Lots of activities in the charming lovely town of Milford...you could walk to New York from there, shovel tons of snow, chop lots of wood to stay warm, knit afghans, sweaters, hats, socks, and make a huge kettle of hot tea everyday. But seriously...it's a charming town and worth it if you're prepared for the harsh winters. Sidewalks outside are slippery, fracture stats are most likely up. But Spring, Summer, and Fall are gorgeous.


----------



## Knight (Dec 17, 2022)

something to consider
https://kcc.kendal.org/news/retirement-tax-planning-pennsylvania-v-delaware/

Taxable Retirement Income
Pennsylvania does not tax distributions from pensions, individual retirement accounts (IRAs), 401Ks or Social Security. Delaware taxes on all of those incomes.
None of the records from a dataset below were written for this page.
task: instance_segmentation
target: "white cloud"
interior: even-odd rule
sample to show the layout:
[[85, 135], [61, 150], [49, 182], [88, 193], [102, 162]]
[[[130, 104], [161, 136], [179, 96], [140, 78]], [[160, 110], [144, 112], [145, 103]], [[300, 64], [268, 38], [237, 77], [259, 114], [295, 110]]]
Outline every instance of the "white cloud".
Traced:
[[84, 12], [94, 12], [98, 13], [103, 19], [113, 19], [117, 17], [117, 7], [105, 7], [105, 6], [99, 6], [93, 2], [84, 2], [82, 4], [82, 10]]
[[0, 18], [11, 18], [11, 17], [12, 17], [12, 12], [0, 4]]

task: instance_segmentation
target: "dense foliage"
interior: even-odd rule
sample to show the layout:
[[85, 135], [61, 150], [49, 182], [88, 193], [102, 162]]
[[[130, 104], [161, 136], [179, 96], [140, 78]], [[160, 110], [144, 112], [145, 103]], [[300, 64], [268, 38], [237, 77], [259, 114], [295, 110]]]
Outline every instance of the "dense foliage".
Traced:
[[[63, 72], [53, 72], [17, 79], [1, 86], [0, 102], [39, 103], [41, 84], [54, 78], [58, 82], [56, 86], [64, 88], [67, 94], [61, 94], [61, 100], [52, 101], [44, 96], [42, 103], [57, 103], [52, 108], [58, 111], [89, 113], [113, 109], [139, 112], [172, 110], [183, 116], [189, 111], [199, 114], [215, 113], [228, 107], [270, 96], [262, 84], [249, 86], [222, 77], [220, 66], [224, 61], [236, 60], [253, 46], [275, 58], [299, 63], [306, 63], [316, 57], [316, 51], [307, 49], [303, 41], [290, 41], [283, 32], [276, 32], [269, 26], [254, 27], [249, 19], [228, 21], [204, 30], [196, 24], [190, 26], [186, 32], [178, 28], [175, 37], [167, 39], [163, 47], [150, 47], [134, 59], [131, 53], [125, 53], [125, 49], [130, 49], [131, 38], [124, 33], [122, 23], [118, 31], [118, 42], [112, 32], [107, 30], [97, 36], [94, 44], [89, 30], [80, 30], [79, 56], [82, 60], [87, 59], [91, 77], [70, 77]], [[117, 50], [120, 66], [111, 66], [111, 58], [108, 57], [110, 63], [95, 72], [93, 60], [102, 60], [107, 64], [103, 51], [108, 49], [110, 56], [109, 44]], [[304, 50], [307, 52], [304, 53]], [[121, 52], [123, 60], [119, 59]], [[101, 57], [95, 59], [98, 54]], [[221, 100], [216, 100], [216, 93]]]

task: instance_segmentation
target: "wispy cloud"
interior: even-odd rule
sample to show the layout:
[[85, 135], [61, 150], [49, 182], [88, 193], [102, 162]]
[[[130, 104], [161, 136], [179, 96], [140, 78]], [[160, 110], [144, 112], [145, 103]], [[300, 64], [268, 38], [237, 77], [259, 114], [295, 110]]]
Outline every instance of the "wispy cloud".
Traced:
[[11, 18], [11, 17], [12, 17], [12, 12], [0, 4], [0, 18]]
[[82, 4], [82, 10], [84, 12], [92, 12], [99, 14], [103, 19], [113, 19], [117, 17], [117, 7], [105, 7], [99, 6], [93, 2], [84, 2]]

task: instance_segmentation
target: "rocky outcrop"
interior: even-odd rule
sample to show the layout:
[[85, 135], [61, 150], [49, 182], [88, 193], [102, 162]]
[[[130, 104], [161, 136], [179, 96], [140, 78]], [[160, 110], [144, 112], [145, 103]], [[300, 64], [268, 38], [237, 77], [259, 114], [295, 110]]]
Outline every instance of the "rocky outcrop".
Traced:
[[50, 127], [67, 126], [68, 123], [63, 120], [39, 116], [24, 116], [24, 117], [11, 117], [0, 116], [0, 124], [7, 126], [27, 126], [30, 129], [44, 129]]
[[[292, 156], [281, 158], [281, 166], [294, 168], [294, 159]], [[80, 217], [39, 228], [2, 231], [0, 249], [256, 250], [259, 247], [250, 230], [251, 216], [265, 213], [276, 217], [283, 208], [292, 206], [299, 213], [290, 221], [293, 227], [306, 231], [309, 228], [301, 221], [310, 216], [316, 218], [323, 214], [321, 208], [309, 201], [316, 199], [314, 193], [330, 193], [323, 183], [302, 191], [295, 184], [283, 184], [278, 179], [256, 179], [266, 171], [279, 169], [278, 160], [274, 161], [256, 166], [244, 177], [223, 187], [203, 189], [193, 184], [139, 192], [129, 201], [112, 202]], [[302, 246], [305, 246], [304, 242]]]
Taking the example of a married couple filing jointly with pensions and IRAs of $100,000, the tax liability in Pennsylvania is $0. In Delaware it is roughly $3,500 by comparison.


----------



## Remy (Dec 18, 2022)

Pennsylvania Forum - Relocation, Moving, General and Local City Discussions - City-Data Forum

I've never been to Pennsylvania but I have looked at the City Data forums. Seems like there is good information from real locals. Something to consider perusing.


----------



## Manatee (Dec 22, 2022)

Too much winter up there, would not work for me.


----------



## jujube (Dec 22, 2022)

Knight said:


> something to consider
> https://kcc.kendal.org/news/retirement-tax-planning-pennsylvania-v-delaware/
> 
> Taxable Retirement Income
> ...


That could bite a chunk out of your discretionary funds.


----------